See und Seeufer

Der Greifensee und seine Ufer beherbergen Fische, seltene Wasservögel und Pflanzen. Wichtig hierfür sind insbesondere die in weiten Teilen des Sees naturbelassenen Ufer mit ihren Schilfbeständen. Weniger gut steht es um die Wasserqualität des Greifensees.

Die Ufer des Greifensees

Dank der schon 1941 erlassenen Schutzverordnung sind die Ufer des Greifensees weitgehend unbebaut – anders als zum Beispiel am Zürichsee. Die naturbelassenen Ufer verfügen über einen mehr oder weniger dichten Schilfgürtel, den Uferröhricht. Dieser leistet nicht nur einen wichtigen Beitrag zur Stabilisierung der Uferzone (Schutz vor Erosion), sondern ist auch ein wichtiger Lebensraum für seltene Vogelarten wie die Zwerg- und die Rohrdommel.

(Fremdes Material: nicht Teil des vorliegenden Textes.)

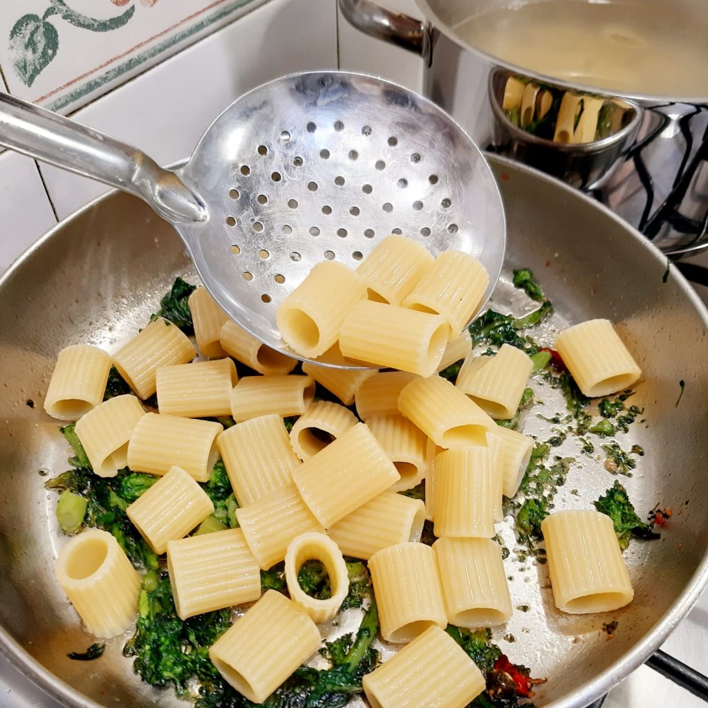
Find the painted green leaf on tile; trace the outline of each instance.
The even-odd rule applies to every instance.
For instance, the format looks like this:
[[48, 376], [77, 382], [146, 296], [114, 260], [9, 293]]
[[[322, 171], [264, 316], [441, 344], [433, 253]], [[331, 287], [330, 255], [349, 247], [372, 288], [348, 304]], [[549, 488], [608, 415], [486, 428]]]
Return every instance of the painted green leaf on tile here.
[[25, 15], [10, 30], [9, 49], [16, 73], [30, 86], [57, 55], [57, 28], [38, 15]]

Die Schilfgürtel des Sees sind jedoch gefährdet. So hat sich der Schilfbestand in der Zeit von 1932 bis 1986 mehr als halbiert. Grund dafür ist insbesondere die schlechte Wasserqualität des Greifensees. Statt des natürlichen Uferröhrichts breitet sich immer mehr der sogenannte Pseuderöhricht an Land aus, der die Artenvielfalt in den Riedwiesen minimiert. Die Greifensee-Stiftung wirkt dieser Entwicklung mit verschiedenen Projekten entgegen.

Der See

Aufgrund des hohen Nährstoffgehalts im See können viele Fischarten nur überleben, indem regelmässig Jungfische aus Zuchten freigelassen werden. Besonders gefährdet sind die Felchen, die im sauerstoffarmen Tiefenwasser des Greifensees nicht überleben können, das warme Wasser an der Oberfläche aber ebenso wenig ertragen. Eine 2009 installierte Belüftungsanlage garantiert ihnen immerhin eine kleine Rückzugsfläche.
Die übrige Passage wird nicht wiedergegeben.